By now, the other girl has had all she can stands and she can stands no more. She stalks to the back of the bus and starts yelling, “The way you’re telling that story about my wrist is all slanted! It wasn’t like that at all! You’re trying to make me look like an idiot!” The original girl starts yelling back at her, and it’s a pretty lively argument.

At this point, it’s my co-worker’s stop, so he rings the bell, steps gingerly between the bickering girls, and gets off. I make a mental note to remember the details of what happens next, because he’ll probably ask tomorrow, and also to continue subtly egging the loudmouthed girl on — just by letting her keep talking, really — until she incites her friend into throwing down. However, the other girl just slumps sideways on a seat a few seats ahead of me, sulking.

“She needs dick; that’s her problem. That’s why she’s like that,” the heavyset girl confides loudly in me and another guy sitting nearby.

“You need dick in your mouth, dick in your ass, and dick in your cunt!” she screeches loudly at the other girl.

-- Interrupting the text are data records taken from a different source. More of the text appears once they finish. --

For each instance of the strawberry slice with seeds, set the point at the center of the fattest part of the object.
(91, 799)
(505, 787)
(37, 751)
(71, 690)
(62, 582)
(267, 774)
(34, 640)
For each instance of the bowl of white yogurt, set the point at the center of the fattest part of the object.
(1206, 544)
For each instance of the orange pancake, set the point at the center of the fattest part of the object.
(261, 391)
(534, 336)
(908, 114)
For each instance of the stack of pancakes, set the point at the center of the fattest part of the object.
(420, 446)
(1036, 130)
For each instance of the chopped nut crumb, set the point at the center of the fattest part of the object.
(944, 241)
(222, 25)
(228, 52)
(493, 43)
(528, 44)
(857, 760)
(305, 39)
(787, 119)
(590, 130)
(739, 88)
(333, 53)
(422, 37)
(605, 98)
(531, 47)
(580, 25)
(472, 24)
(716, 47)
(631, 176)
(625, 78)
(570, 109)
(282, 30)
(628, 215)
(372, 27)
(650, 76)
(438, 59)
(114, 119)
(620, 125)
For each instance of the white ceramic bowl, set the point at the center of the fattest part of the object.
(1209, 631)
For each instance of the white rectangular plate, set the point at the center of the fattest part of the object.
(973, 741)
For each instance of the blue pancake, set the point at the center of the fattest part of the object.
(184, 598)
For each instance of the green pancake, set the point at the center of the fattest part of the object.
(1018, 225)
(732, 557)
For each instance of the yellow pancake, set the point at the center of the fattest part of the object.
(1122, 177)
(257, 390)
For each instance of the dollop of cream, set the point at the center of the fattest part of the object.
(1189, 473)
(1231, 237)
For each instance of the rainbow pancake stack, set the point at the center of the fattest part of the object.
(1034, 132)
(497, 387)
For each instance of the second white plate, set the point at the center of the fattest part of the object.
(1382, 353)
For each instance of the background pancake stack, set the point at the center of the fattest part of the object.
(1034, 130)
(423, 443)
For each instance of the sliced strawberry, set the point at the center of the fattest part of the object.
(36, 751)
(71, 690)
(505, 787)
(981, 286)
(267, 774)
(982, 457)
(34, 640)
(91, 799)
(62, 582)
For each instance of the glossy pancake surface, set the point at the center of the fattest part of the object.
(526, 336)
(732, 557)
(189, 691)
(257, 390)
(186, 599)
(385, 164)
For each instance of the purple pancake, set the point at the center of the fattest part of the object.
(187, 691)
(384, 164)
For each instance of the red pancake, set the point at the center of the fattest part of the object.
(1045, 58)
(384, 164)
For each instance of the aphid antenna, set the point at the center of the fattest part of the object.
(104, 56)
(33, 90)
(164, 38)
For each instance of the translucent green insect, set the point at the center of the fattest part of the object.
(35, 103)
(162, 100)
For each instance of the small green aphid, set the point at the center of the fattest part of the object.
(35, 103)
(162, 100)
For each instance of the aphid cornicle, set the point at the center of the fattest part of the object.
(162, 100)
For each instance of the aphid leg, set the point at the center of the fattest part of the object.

“Go ahead, put your dick in her mouth. That’ll make her feel better,” she invites, turning her attention back to us. After a brief pause in which no takers step to the fore, she concedes, “I don’t blame you. She gives terrible blowjobs. It’s those big buck teeth. Plus, she’s dirty. She’s skanky.” She raises her voice again. “You’re a dirty slut, you whore!”

The heavyset one gets up now, and starts wheeling her grocery cart toward the front, violently and deliberately clipping her friend’s foot, which hangs out into the aisle. “Oops! My bad!” she says sarcastically. She throws a bag of groceries at her friend. “Oops! My bad!” she repeats. Her friend lashes back at her with a kick, and the heavyset girl throws herself onto her, fists and curses flying. After a while, she just gets up and returns to her original seat at the back.

“Why don’t you just go get hit by a car, you slut?” she asks. “When this bus stops, I’ll give you fifty bucks if you jump in front of a car.” Right about then, the bus pulls into Islington station. They’re not attractive, so it’s not worth my while to waste any more time watching to see if the catfight develops any further, so I get off and go straight down to the subway, where I end up sitting across from a guy proudly telling his friend all about how he’s a sociopath and one time some guy fell down in front of him having a seizure and he didn’t care either way the guy lived or died.

Normally, listening in the self-confessed sociopath’s conversation might have been the highlight of my commute home, but frankly, he just couldn’t follow the bus girls’ act.